Mavis could hardly believe her good fortune; she read and re-read the letter; she gratefully scanned the writing on the cheque. The other letter attracted her attention, which proved to be from Miss Meakin. This told her that, if Mavis could play the piano and wanted temporary work, she could get this by at once applying at “Poulter’s” Dancing Academy in Devonport Road, Shepherd’s Bush, which Miss Meakin attended; it also said that the writer would be at the academy soon after nine, when she would tell Mavis how she had found her address. Mavis put on her hat and cloak with a light heart. The fact of escaping from the debasing drudgery of “Dawes’,” of being the possessor of a cheque for L2. 12S., the prospect of securing work, if only of a temporary nature, made her forget her loneliness and her previous struggles to wrest a pittance from a world indifferent to her needs. After all, there was One who cared: the contents of the two letters which she had just received proved that; the cheque and promise of employment were in the nature of compensation for the hurt to her pride which she had suffered yesterday at Orgles’s hands. She thought her sudden good fortune justified a trifling extravagance; she had no fancy for Mrs Bilkins’s smoked tea, so she turned into the first teashop she came to, where she revelled in scrambled eggs, strong tea, bread, butter, and jam. She ate these unaccustomed delicacies slowly, deliberately, hugely enjoying the savour of each mouthful. She then walked in the direction of Shepherd’s Bush.
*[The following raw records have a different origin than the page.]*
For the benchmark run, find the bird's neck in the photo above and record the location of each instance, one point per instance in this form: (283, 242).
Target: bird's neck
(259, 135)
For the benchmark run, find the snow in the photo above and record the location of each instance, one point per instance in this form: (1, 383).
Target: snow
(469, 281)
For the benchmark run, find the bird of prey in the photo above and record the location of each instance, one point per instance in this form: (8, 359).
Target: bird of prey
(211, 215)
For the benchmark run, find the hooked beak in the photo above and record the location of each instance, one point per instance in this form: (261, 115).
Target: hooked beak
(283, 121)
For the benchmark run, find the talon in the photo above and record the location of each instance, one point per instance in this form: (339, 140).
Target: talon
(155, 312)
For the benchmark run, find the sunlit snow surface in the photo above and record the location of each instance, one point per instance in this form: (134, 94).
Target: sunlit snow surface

The garish vulgarity of the Goldhawk Road, along which a procession of electric trams rushed and whizzed, took away her breath. Devonport Road, in which she was to find the academy, was such a quiet, retiring little turning that Mavis could hardly believe it joined a noisy thoroughfare like the Goldhawk Road. “Poulter’s” Dancing Academy took some finding; she had no number to guide her, so she asked the two or three people she met if they could direct her to this institution, but not one of them appeared to know anything about it. She walked along the road, keeping a sharp look-out on either side for door plate or lamp, which she believed was commonly the out-ward and visible sign of the establishment she sought. A semicircle of brightly illuminated coloured glass, placed above an entrance gate, attracted her, but nearer inspection proved this to be an advertisement of “painless dentistry.”
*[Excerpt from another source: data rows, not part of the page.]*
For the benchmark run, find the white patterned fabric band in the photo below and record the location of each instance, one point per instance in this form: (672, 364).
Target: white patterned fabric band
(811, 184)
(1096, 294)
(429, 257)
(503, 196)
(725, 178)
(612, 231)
Further down the road, a gaily coloured lamp caught her eye, the lettering on which read “Gellybrand’s Select Dancing Academy. Terms to suit all pockets. Inquire within.” Mavis was certain that the name of which she was in search was none other than Poulter: she looked about her and wondered if it were possible for such a down-at-heel neighbourhood to support more than one dancing academy. The glow of a light in an open doorway on the other side of the way next attracted her. She crossed, to find this light came from a lamp which was held aloft by a draped female statue standing just inside the door: beyond the statue was another door, the upper part of which was of glass, the lower of wood. Written upon the glass in staring gilt letters was the name “Poulter’s.”